Exonération des charges patronales pour les agents sociaux intervenant au domicile des personnes âgées dépendantes

13e législature

Question écrite n° 12840 de Mme Colette Giudicelli (Alpes-Maritimes - UMP)

publiée dans le JO Sénat du 01/04/2010 - page 798

Mme Colette Giudicelli attire l'attention de Mme la secrétaire d'État chargée de la famille et de la solidarité sur l'inégalité de traitement qui peut exister, pour ce qui est de l'exonération des charges patronales, entre établissements publics compétents en matière de services à la personne. En effet, certains syndicats intercommunaux proposent des services de livraison de repas à domicile, d'accompagnement individualisé et d'aide à domicile, afin de pallier l'inexistence de ces services dans certaines communes et de les proposer à des tarifs préférentiels accessibles aux personnes isolées et/ou défavorisées, sept jours sur sept. Ces services sont assurés par des personnels titulaires du diplôme d'État d'auxiliaire de vie sociale. Bien que ces services soient agréés « qualité » par les directions départementales du travail, de l'emploi et de la formation professionnelle, habilités au titre de l'aide sociale et conventionnés par la CRAM, organisme de sécurité sociale, et par différentes caisses de retraite (RSI, CNRACL, MSA…), la Caisse nationale de retraites des agents des collectivités locales (CNRACL) refuse l'application de l'exonération de cotisation vieillesse sur les salaires des agents titulaires recrutés par le syndicat, en se basant sur le dernier paragraphe de l'article L. 241-10 (III) du code de la sécurité sociale qui fait uniquement référence aux centres communaux et intercommunaux pour pouvoir bénéficier de cette exonération.
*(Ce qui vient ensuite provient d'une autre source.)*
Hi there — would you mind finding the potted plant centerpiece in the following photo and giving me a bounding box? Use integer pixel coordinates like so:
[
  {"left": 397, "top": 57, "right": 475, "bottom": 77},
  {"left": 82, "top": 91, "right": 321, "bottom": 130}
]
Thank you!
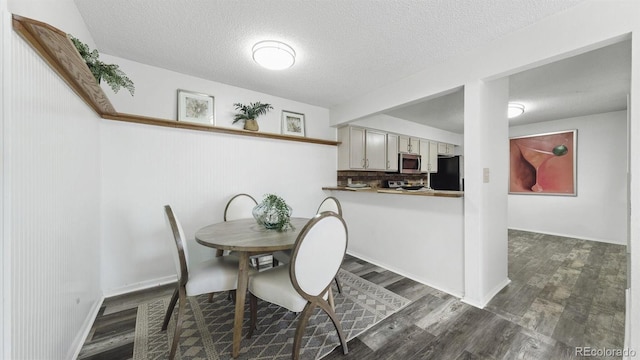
[
  {"left": 68, "top": 35, "right": 135, "bottom": 96},
  {"left": 253, "top": 194, "right": 293, "bottom": 231},
  {"left": 233, "top": 102, "right": 273, "bottom": 131}
]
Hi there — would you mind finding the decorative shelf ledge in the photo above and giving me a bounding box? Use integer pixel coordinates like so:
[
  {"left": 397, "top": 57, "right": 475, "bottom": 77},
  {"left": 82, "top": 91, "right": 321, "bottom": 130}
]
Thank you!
[
  {"left": 102, "top": 113, "right": 339, "bottom": 146},
  {"left": 13, "top": 14, "right": 339, "bottom": 146}
]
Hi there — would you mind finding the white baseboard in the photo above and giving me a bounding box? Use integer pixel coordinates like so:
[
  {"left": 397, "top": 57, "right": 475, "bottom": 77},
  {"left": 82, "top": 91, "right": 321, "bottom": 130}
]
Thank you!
[
  {"left": 509, "top": 226, "right": 627, "bottom": 246},
  {"left": 347, "top": 251, "right": 463, "bottom": 298},
  {"left": 104, "top": 275, "right": 178, "bottom": 298},
  {"left": 460, "top": 278, "right": 511, "bottom": 309},
  {"left": 66, "top": 295, "right": 105, "bottom": 359}
]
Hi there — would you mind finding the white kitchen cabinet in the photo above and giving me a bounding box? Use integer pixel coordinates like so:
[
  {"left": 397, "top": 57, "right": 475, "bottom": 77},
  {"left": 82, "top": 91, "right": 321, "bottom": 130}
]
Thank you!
[
  {"left": 387, "top": 134, "right": 398, "bottom": 171},
  {"left": 420, "top": 139, "right": 438, "bottom": 173},
  {"left": 338, "top": 126, "right": 387, "bottom": 171},
  {"left": 438, "top": 143, "right": 455, "bottom": 155},
  {"left": 398, "top": 135, "right": 420, "bottom": 154},
  {"left": 364, "top": 129, "right": 387, "bottom": 171}
]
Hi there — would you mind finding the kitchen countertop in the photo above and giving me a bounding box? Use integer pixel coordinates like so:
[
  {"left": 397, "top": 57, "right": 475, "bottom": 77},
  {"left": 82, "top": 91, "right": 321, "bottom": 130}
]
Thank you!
[{"left": 322, "top": 186, "right": 464, "bottom": 197}]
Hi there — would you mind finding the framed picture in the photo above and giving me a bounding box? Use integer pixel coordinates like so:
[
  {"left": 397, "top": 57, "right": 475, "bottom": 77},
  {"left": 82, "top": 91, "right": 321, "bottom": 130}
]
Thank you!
[
  {"left": 178, "top": 89, "right": 215, "bottom": 125},
  {"left": 509, "top": 130, "right": 577, "bottom": 196},
  {"left": 282, "top": 110, "right": 305, "bottom": 136}
]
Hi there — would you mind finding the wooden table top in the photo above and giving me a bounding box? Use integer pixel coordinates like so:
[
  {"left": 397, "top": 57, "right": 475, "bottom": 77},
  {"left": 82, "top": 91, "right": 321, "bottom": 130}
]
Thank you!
[{"left": 196, "top": 218, "right": 309, "bottom": 252}]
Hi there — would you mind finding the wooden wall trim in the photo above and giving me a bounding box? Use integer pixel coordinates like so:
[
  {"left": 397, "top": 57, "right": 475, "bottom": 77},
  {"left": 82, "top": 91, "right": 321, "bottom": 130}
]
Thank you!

Pourtant, cet article L. 241-10 (III), dans son premier paragraphe, stipule que cette exonération peut également bénéficier aux organismes habilités au titre de l'aide sociale ou ayant passé convention avec un organisme de sécurité sociale. Aussi, elle souhaiterait connaître son avis sur cette différence de traitement entre collectivités publiques compétentes et agréées, qui va à l'encontre de la volonté du législateur de développer les services à la personne accessibles aux plus démunis.